Daily Peek: So that the ocean doesn’t destroy the ship.
While we were eating lunch today, a high school friend of Cate’s came up to the table to show Cate her newborn daughter, which she actually ended up leaving with us for a few minutes while she went to talk to someone else. The entire time she was gone, Cate never took her eyes off that baby. When the baby finally went back to her mama, Cate looked me dead in the eyes and said “I really can’t wait until I have babies.” If there’s one thing that knits Cate and I together more than anything else in the world, it’s the desire to be loved and have someone to love.
As I watched her with that baby, I couldn’t help but think about the season of waiting we’re in right now. A friend said something in an email to me last night that has been running through my mind all day today:
“[We will wait]… so that the ocean doesn’t destroy the ship… [before]… the ship is totally built.”
Posted: May 18th, 2009 under Uncategorized.
Comments: 3
Comments
Comment from Christine
Time: May 18, 2009, 7:20 pm
When I was a mid-twenty-something I was exactly where you and Cate are now…watching my friends get married, bridesmaid dresses piling up in my closet with no white one of my own to hang beside them. I had the perfect guy all picked out but he was a just a friend and no matter how hard I prayed I never could get that relationship to get with my program and become what I wanted from it. Seemingly out of nowhere he met and married someone else, leaving me completely messed up and convinced that I would be single and childless for years to come. I concocted all sorts of reasons why the seemingly perfect option didn’t work out, but none of them were, as it so happened, the correct one. That reason being “because He has something even more perfect for me”. I had to grow and move beyond where I was then in order to recognize and come to appreciate what God ultimately had in store for me. My life now doesn’t look at all what I imagined it would look like when I was planning it all out and I’m so glad for that. The details and circumstances may be different than I thought I wanted, but the end result is the same. I am loved and adored by someone at one time I would have thought highly unlikely and we have 2 precious daughters.

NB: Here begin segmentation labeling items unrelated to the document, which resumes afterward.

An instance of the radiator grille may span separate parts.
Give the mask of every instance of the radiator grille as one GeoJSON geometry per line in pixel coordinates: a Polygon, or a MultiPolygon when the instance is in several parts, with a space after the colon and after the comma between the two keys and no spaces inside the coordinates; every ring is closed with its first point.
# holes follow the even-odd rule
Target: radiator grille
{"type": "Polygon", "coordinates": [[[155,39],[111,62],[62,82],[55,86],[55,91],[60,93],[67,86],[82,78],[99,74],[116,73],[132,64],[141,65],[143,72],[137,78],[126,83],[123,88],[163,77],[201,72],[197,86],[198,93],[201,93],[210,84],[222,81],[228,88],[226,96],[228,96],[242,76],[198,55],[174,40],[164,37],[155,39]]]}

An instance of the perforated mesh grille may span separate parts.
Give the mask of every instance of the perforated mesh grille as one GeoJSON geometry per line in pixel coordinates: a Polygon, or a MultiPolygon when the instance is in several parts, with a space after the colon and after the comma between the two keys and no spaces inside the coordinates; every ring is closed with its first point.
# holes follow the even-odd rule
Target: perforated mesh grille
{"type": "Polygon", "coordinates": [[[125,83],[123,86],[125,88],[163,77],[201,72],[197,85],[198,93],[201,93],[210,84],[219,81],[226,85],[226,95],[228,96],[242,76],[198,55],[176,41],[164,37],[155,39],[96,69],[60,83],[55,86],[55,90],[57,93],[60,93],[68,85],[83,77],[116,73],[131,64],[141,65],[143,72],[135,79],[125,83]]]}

To carry your metaphor a bit further…I know how painful it is sitting in “drydock” convinced you’ll never make it into the open sea. But trust your Captain…you don’t want to make that journey with the wrong first mate. It will be worth the wait…I know it will! I didn’t have half the wisdom and insight you have into this season of your life when I was in it. It’s only in looking back that I see God’s hand in it all. I wish I’d sought it more fervently then…probably would’ve saved me a lot of frustration. Not necessarily saved me pain, but at least I’d have had more peace about my situation than I did.
Comment from Cathy Brown
Time: May 18, 2009, 9:30 pm
You know the old saying, “it’s not the desitnation, it’s the journey”. That could not be more true. Enjoy this time. It should be exciting with great anticipation of what God has in store for your life. I too was left to sit/wait/learn patience/like where I was in life/enjoy alone time/time with friends/time to grow etc., in God’s Waiting Room. Once I was comfortable there, He sent the perfect man in my life. I wouldn’t trade my time waiting and expecting.
back to Home


Comment from Bethany
Time: May 18, 2009, 6:44 pm
It’s a lovely and true sentiment.
Other than the fact that I wouldn’t have my four children, I wish I had waited for marriage rather than run into the first opportunity that came along.
To borrow the metaphor, my ship got dashed to bits and I’m still trying to rebuild it. Much better to start out solid and stay that way.